In an Oversight Office briefing last Wednesday, Trump informed the US public of the approach of the storm, showing a six-day forecast map presented by the National Oceanic and Atmospheric Administration (NOAA) as of Aug. 29. .

The map looked almost identical to the official NOAA map of that day, but the map displayed by Mr. Trump had a black loop marked around Alabama that was not on the original version.

White House spokesman Hogan Gidley later confirmed that the map had been modified with a black felt pen, known as "sharpie" in the United States, but he did not did not specify who made the change.

In previous days, Mr. Trump had repeatedly stated that Alabama would be hit by the storm.
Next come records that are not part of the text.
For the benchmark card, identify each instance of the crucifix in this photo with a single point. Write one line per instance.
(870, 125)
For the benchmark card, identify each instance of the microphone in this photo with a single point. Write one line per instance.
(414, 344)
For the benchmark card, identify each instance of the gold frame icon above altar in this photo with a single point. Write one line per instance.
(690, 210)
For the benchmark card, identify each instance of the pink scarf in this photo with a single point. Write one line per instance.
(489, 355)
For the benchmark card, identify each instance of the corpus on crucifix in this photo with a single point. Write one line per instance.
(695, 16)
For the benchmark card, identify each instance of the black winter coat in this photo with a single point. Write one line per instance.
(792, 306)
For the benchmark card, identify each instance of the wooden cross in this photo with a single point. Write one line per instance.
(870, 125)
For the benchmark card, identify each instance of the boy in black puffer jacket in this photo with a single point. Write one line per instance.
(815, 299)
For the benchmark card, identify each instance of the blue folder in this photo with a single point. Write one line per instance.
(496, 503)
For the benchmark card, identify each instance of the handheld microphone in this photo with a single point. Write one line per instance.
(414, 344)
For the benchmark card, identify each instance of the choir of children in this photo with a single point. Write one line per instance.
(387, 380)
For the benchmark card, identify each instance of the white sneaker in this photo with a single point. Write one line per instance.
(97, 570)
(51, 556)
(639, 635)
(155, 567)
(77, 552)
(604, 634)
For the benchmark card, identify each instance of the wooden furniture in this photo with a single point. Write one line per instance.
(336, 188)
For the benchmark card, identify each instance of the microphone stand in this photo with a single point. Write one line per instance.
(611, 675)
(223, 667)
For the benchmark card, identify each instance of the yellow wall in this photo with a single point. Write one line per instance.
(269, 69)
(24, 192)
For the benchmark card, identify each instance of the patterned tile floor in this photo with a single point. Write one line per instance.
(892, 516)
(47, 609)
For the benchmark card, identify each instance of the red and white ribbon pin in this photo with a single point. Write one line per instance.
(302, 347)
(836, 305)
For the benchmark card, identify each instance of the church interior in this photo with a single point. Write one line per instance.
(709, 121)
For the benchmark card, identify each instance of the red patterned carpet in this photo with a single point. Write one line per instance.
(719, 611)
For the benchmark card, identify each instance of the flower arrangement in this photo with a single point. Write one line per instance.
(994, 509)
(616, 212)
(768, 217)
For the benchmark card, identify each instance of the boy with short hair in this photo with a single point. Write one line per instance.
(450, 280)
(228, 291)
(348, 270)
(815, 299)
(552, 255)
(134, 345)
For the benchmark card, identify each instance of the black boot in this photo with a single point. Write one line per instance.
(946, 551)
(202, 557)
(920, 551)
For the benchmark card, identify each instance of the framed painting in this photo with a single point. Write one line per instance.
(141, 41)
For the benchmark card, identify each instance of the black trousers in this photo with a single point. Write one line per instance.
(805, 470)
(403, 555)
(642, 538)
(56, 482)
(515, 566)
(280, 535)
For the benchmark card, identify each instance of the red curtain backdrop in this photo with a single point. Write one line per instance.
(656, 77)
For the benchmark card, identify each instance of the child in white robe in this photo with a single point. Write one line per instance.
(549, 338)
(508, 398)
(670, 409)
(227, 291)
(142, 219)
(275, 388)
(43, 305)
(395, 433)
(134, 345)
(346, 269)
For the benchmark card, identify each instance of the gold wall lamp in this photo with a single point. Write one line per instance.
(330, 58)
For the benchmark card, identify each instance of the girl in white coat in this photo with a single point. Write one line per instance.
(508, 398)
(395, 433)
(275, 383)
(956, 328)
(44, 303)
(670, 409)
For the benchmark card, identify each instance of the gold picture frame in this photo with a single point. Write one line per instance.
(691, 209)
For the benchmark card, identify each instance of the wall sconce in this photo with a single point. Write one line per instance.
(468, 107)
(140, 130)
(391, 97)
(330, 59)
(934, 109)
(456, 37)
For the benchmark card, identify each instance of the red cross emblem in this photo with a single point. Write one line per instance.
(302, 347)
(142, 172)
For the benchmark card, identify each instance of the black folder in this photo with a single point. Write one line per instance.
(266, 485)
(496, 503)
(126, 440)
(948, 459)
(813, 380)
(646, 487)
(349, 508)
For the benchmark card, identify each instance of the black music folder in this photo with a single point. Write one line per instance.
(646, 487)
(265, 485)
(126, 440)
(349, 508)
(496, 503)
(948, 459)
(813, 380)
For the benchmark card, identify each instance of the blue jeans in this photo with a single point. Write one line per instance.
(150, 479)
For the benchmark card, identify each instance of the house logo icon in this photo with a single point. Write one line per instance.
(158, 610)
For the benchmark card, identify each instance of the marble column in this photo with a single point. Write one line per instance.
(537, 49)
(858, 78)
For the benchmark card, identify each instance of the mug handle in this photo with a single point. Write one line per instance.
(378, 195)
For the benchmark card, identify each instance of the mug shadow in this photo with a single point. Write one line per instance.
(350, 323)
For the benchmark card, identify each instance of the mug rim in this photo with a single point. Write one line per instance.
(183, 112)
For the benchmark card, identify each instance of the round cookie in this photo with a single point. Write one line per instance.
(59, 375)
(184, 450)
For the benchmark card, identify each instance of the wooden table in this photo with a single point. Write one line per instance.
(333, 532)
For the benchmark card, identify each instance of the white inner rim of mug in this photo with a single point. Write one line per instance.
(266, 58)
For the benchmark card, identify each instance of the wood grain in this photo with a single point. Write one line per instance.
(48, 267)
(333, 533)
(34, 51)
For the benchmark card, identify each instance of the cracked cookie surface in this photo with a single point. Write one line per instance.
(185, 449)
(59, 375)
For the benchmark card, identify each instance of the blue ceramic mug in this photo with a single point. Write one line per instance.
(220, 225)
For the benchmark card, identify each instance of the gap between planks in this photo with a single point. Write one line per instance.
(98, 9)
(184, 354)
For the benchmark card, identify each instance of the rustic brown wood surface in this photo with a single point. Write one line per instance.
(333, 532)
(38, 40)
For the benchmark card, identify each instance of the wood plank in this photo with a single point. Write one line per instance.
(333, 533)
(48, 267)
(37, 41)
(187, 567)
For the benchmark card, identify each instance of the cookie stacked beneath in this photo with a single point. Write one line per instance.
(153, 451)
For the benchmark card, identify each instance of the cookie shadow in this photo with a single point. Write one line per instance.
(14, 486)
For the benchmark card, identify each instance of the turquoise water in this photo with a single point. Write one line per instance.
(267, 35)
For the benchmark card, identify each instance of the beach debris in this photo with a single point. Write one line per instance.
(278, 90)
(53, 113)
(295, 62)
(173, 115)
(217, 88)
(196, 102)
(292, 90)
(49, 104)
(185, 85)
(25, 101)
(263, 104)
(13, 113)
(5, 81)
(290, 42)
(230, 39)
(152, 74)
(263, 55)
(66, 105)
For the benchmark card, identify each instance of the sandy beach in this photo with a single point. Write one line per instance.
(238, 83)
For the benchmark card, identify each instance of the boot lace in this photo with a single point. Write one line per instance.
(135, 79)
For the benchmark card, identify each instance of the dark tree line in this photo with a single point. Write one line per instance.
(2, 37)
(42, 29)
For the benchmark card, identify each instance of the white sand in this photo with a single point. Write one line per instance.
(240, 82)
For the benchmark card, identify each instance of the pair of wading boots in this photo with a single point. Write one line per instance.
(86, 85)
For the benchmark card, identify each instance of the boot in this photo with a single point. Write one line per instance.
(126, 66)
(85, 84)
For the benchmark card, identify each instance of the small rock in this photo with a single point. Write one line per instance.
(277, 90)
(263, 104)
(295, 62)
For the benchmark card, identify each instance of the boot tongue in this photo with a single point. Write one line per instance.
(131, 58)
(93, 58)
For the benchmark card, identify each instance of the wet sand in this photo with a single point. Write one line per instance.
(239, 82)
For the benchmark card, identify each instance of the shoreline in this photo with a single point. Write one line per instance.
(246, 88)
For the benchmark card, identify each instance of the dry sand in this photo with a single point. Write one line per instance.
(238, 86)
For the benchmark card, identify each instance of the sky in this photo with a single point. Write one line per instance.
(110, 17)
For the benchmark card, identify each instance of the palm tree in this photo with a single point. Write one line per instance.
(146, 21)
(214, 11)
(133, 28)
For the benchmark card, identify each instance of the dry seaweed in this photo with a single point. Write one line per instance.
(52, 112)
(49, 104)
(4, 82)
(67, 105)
However, the National Weather Service (NWS) of Birmingham, Ala., Tweeted that the state's southern US "would see no impact from Dorian".

The reporters said Mr. Trump was incorrect, irritating the president.

How would Wilbur Ross have been involved?

NWS and NOAA both report to the US Department of Commerce, overseen by Mr. Ross.

On Monday, the New York Times reported that Mr. Ross telephoned Friday in meetings in Greece, threatening to fire high NOAA employees unless they publicly support Mr. Trump's position.

The paper says the threat is what motivated an unsigned statement from NOAA later in the day, claiming that Hurricane Dorian "could touch Alabama" and criticizing Birmingham's NWS tweet as " inconsistent with the probabilities of the best forecast products available at the time ".

A spokesman for the Department of Commerce said the New York Times story was false.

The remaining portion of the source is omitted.